OTA 2006 Posters


Scientific Poster #109 Geriatrics

Percutaneous Locked Intramedullary Nailing of 2-, 3-, and 4-Part Proximal Humerus Fractures
Steve Nguyen, MD (n);
J. Dean Cole, MD (c,e-DePuy, a Johnson and Johnson Company);
Donna L. Lamb, MBA, BSN (n); Alicia Torres, CST (n);
Fracture Care Center at Florida Hospital, Orlando, Florida, USA


Background: Acceptable treatments of proximal humerus fractures in the literature include hemiarthroplasty, open reduction and internal fixation (ORIF) with plates, and intramedullary nailing. The purpose of this study is to investigate whether second-generation nails with locking capability allows for adequate fixation of 2-, 3-, and 4-part proximal humerus fractures.
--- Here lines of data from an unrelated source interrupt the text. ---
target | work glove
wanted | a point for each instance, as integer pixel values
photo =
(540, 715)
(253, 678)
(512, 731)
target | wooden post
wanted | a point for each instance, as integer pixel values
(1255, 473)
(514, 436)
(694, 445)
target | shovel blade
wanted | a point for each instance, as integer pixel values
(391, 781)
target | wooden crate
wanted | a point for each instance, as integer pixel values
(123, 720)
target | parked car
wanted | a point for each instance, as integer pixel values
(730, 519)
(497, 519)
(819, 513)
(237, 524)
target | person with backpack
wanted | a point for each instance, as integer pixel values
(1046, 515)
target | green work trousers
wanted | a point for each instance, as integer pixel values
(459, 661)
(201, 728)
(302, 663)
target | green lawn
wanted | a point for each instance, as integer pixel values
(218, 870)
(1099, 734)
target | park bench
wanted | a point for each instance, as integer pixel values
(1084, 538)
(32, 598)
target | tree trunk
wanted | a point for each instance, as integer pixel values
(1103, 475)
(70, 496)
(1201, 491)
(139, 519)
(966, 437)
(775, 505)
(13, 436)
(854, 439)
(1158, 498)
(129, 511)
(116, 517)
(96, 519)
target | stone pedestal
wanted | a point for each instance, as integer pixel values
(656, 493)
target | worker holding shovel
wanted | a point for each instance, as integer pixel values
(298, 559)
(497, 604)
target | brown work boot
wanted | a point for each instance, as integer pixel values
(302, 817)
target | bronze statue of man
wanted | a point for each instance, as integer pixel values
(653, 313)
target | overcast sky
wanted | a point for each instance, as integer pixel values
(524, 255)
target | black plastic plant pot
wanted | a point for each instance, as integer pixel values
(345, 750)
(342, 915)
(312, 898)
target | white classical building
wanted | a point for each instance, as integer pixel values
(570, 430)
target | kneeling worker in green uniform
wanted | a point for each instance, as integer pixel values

Methods: 44 patients (46 fractures) with 2-, 3-, and 4-part proximal humerus fractures were treated with the ACE locking proximal humeral nail. Three patients required hemiarthroplasty. Patients were placed on a captain's chair in a beach chair position. Manipulation of the humeral head fragment was performed with percutaneous K-wires to correct varus or valgus malalignment. Percutaneous incision was made over the proximal humeral head sharply splitting the deltoid and the rotator cuff in line with its fibers. Orthogonal views of the entry site were confirmed under fluoroscopy using axillary, internal, and external rotation of the proximal humerus. Starting reamer was then inserted over a K-wire. The nail was then inserted over a guide wire and locked proximally with 4.8-mm screws and distally with 3.5-mm screws. If the greater tuberosity required fixation, one of two methods were chosen: (1) Suture anchors were secured through one of the proximal locking holes in the nail and secured to the greater tuberosity through a small incision, or (2) The greater tuberosity was secured with suture to the subscapularis tendon. The proximal locking screws were then locked to the nail through a set screw. Intraoperative range of motion was tested following fixation. Postoperatively, patients were allowed to perform pendulum exercises and passive and active-assisted forward flexion and abduction for the first 6 weeks if there was a greater tuberosity repair. Active and passive range of motion was allowed if the greater tuberosity was stable and did not require repair. Minimal weight bearing on the shoulder was allowed until healing was noted.

Results: Average age of fixation was 67 years with 31 females and 13 males. There were twelve 2-part, twenty-four 3-part, and nine 4-part fractures. Of the three patients who underwent hemiarthroplasty, one was a 3-part head-splitting fracture dislocation and two were 4-part proximal humerus fractures. All other fracture configurations were amenable to fixation. 44% of fractures were left, 52% right and 4% bilateral. 21 patients required second incisions to repair the greater tuberosity. Nine patients were lost to follow-up. Average time to union was 5.2 months. There was one nonunion requiring ORIF that subsequently healed. There were no infections. The average range of motion in degrees was:

   Flexion  Abduction  Internal Rotation  External Rotation
 6 weeks  88  81  94  23
 12 weeks  117  88  101  34
 6 months  128  125  95  38


Conclusion: Percutaneous locked intramedullary nailing of proximal humerus fractures demonstrated high union rates, excellent early range of motion, and minimal morbidity. This method of repair appears to be a viable alternative to hemiarthroplasty or formal ORIF with plates. Head splitting injuries and some 4-part fractures in this series still required hemiarthroplasty. The use of a straight humeral locking nail (ACE-DePuy) allows for the use of the articular surface of the humeral head as a fixation point by allowing for a more medial starting point. This enhances the stability of the fixation construct.


If noted, the author indicates something of value received. The codes are identified as a-research or institutional support; b-miscellaneous funding; c-royalties; d-stock options; e-consultant or employee; n-no conflicts disclosed, and *disclosure not available at time of printing.
· The FDA has not cleared this drug and/or medical device for the use described in this presentation (i.e., the drug or medical device is being discussed for an "off label" use). · · FDA information not available at time of printing.